Overcoming regulatory caution is clearly not simply down to a mandate in a piece of legislation; it is about a fundamental shift in mindset, culture and risk aversion, which has already been mentioned—a shift that those working in a regulatory body may see as counterintuitive. Yet this shift is much needed. I therefore support the call in the paper for the FCA’s and PRA’s senior leadership to drive cultural change through their organisations. We of course must all recognise that, although not impossible, this is a very difficult proposition.

Such a shift must surely recognise and involve a concerted investment in education around two specific points. The first is the need for a fundamental understanding of the harm of the prevailing regulatory burden and the cost to business and economic growth of the status quo. In particular, it is vital to understand the consequences of regulatory duplication and overreach for business output, productivity, employment, taxation and wider economic growth. Specifically, regulators need a better and more practical understanding of how high regulatory burdens impose real costs in terms of time and financial expense, making the UK less competitive on the international stage. I was struck by the data showing that one firm employed 78 compliance officers for the UK market alone, compared to 73 covering 40 other countries in its European and Middle Eastern operations.

Secondly, it is important to innately understand the impact of regulation on innovation. This is a particularly crucial point given the enormous benefits as well as the costs that AI promises. It should be a priority to really grasp how this AI supercycle could append the UK’s growth fortunes and longer-term outlook for the country’s prosperity. In the United States today, for example, estimates suggest that, through productivity gains and increased capital investment, AI could add as much as 1.5 percentage points per year to the country’s GDP growth.

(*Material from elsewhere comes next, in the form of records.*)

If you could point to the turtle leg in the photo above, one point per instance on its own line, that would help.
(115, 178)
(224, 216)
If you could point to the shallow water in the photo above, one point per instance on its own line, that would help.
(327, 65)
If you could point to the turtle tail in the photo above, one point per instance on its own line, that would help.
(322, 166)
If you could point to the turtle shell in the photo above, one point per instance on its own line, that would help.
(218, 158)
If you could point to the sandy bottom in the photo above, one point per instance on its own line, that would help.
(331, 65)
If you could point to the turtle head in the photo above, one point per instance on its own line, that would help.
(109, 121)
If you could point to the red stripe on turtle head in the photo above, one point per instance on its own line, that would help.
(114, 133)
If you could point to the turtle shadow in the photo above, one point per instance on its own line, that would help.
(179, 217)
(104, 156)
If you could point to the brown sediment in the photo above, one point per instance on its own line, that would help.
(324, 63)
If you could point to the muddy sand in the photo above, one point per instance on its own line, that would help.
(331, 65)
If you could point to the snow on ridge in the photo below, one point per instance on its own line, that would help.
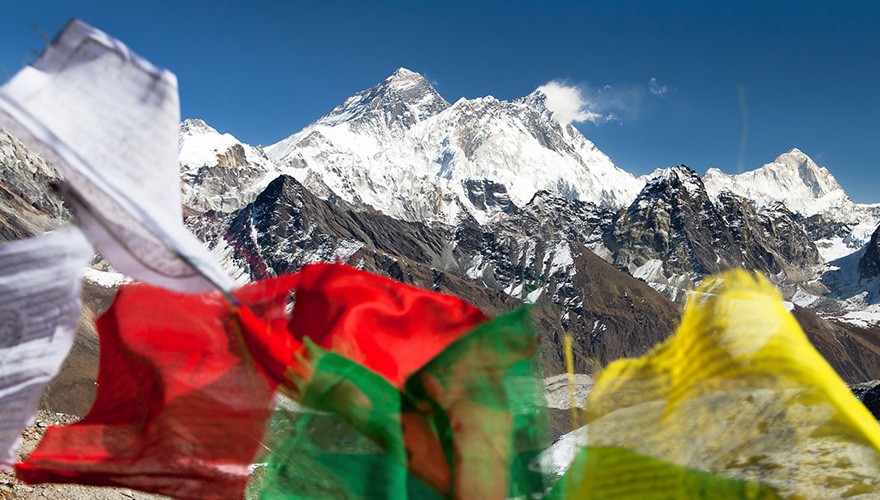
(416, 168)
(792, 178)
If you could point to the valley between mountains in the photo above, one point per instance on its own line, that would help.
(501, 204)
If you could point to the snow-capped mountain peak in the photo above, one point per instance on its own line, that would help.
(792, 178)
(219, 172)
(195, 126)
(400, 148)
(398, 102)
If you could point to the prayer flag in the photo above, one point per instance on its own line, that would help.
(185, 382)
(39, 313)
(467, 424)
(737, 396)
(108, 121)
(180, 408)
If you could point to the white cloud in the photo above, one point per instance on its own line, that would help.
(567, 103)
(656, 87)
(583, 103)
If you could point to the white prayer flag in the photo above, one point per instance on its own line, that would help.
(40, 282)
(108, 121)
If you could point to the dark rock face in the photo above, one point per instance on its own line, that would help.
(28, 205)
(673, 220)
(869, 394)
(869, 265)
(609, 313)
(485, 194)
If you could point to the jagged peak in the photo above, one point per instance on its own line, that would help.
(196, 126)
(404, 76)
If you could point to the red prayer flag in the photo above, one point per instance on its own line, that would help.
(180, 408)
(185, 382)
(391, 328)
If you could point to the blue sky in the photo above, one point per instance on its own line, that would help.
(736, 83)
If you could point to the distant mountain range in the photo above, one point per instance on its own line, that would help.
(497, 202)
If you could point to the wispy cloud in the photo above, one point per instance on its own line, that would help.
(656, 87)
(567, 103)
(584, 103)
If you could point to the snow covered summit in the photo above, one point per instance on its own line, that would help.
(792, 178)
(400, 148)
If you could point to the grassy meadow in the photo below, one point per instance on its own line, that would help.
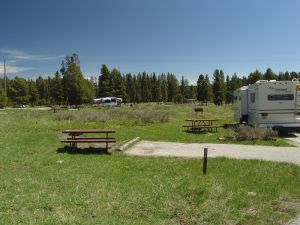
(43, 183)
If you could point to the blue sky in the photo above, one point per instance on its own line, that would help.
(185, 37)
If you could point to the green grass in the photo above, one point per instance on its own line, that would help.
(41, 185)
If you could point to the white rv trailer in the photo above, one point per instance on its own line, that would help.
(108, 101)
(274, 104)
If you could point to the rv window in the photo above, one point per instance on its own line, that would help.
(281, 97)
(252, 97)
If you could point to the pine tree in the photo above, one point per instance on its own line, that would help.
(33, 93)
(119, 88)
(219, 87)
(130, 88)
(56, 89)
(269, 75)
(74, 85)
(254, 76)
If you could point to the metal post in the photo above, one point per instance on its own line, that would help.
(205, 161)
(5, 80)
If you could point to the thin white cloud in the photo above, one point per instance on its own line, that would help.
(17, 54)
(11, 68)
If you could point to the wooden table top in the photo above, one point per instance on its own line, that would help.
(87, 131)
(202, 119)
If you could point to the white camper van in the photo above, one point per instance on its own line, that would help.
(108, 101)
(274, 104)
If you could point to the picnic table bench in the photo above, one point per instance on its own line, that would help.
(198, 125)
(75, 137)
(199, 110)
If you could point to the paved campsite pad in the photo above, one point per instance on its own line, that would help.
(169, 149)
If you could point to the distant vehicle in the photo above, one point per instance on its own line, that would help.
(274, 104)
(108, 101)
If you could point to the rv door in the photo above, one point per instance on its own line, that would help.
(297, 97)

Were similar gains to occur in the United Kingdom— I am in a sense spitballing here—GDP growth could soar close to 3% per year here in the UK, thereby clearing a crucial hurdle to where we can put a dent in poverty and materially improve living standards within a generation. Yet, despite this appealing prospect, UK regulation is regularly blamed for weak capital markets, including a poor IPO environment, and paltry investment by cornerstone investors such as UK pension funds, endowments and insurance companies, all of which should be powering AI investment.

The unattractive UK investment landscape, buttressed by constraining regulation, could at least in part explain why the report highlights concern over a series C funding gap, which is forcing much-needed growth companies to leave the UK when they seek to raise in excess of £50 to £100 million.

To put it simply, the country needs less regulation, not more. In essence, policy should be attracting investment, not forcing investors, and a more growth-focused regulator is bound to attract more capital investment. I therefore agree with the serious reservations expressed by the committee regarding any proposal to mandate pension funds to comply with the prescribed asset allocation.

This debate comes when the Chancellor of the Exchequer has downgraded the growth outlook of the country to just 1.1% in 2026. Worryingly, this reflects how the country was already on a long-term structural economic decline, and the war in Iran will only dampen our growth prospects.

The essential question is this: in five to 10 years from now, will Britain’s economy in real terms be bigger, smaller or just the same? To alter our economic prospects from today’s growth malaise and set us on a prosperous trajectory, regulation must be relevant, on point and, most importantly, appropriately curtailed. Doing so will ensure the longer-term prospects of the financial services sector, which, as noble Lords have already heard, is critical for the economy. It will ensure that the sector is stronger and better equipped to serve as an engine of growth for our economy.